第26章 她害羞了
"什麽……六王爺失蹤了。"蘇赦伸出右手摩擦着左手上的玉扳指,眼睛緊緊盯着跪在前方的阿福,他的臉上毫無表情,越發得高深莫測。
"是,小人今天前去王爺房間伺候,怎知……王爺他竟然沒有在房間裏,往日王爺也會去早起練武,但是今日小人去後花園尋找了許久,都沒有找到王爺……後來,小人又回房間去找,結果找到了這個。"阿福雙手恭敬地遞上一封信。
蘇赦面無表情地接過書信,他上下打量着,這是一個普通信封,王府常用來裝信,蘇赦也曾經收到過類似的信封。他謹慎地捏了捏,随後拿起雙福遞過來的裁紙刀,小心翼翼地裁開信封,從裏面取出一封信。
蘇赦打開信,一目十行地看過去,看完後合上了信,吩咐身邊的雙福:"将燭臺取來。"
雙福馬上去取燭臺,過了一會兒,他捧着燭臺走了過來,蠟燭在白日裏的光顯得微弱飄閃,雙福用右手擋住蠟燭四周擋風。
雙福走到蘇赦身前,将燭臺放到蘇赦手邊,接着才又後退幾步走到蘇赦身後侍立。
蘇赦就着燈燭,将那封信湊到蠟燭上點燃,接着扭過頭詢問阿福:"這封信還有別人看到過嗎?"
"小人尋到信就來見蘇大人,并無他人知曉。"阿福的聲音中帶着急切,他說完又接着開口:"蘇大人,這……"
"你俯耳過來。"蘇赦朝着阿福揮了揮手,阿福俯身來到蘇赦身邊……
"你可明白了。"蘇赦最後又詢問了一句。
"小人明白。"阿福朝着蘇赦行了一禮,就退下了。
"少爺,小人馬上去吩咐他們先不用準備出行。"雙福看這情形,他們是走不成了。
"不用,按照原來行程安排。

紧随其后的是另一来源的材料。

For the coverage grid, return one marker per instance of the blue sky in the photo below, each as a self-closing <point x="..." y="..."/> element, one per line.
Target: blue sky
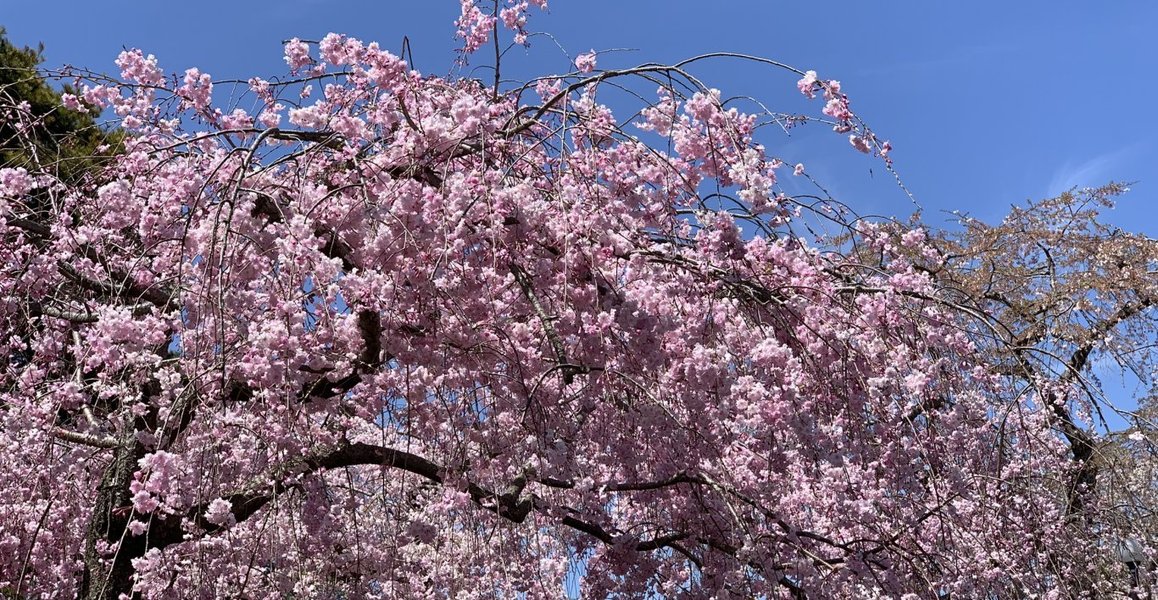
<point x="987" y="103"/>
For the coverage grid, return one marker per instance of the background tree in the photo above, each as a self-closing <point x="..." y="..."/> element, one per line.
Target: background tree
<point x="66" y="138"/>
<point x="1055" y="292"/>
<point x="379" y="334"/>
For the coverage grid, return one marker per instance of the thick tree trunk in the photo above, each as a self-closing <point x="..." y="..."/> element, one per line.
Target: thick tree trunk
<point x="109" y="577"/>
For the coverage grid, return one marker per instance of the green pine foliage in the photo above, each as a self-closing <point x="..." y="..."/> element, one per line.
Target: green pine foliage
<point x="67" y="143"/>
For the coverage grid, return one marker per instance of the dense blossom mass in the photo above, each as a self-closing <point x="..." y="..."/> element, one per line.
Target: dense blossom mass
<point x="376" y="334"/>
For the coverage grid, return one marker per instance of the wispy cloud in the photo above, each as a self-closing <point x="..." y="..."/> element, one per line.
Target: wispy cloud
<point x="1092" y="172"/>
<point x="958" y="56"/>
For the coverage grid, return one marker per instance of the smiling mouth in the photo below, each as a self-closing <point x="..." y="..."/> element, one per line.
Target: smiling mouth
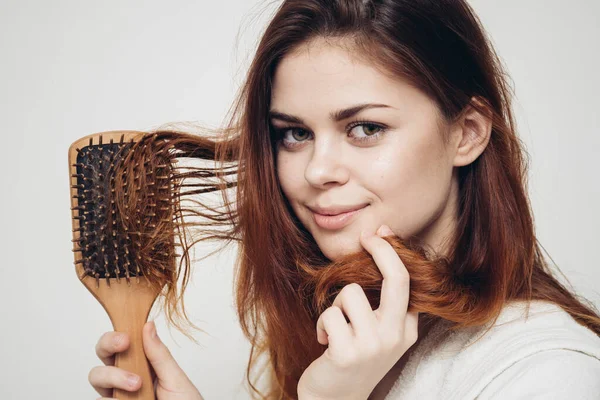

"蘇赦端起茶杯喝了一口,然後接着開口:"不要把六王爺失蹤的消息散播出去。"
"是,少爺。"雙福應聲後馬上去安排。
…………
"所以,你在出行前就知道六王爺失蹤了。"章靜言看着對面的蘇赦,有些納悶地開口:"那你為什麽不留下來找王爺,而是繼續與我們一同出行?"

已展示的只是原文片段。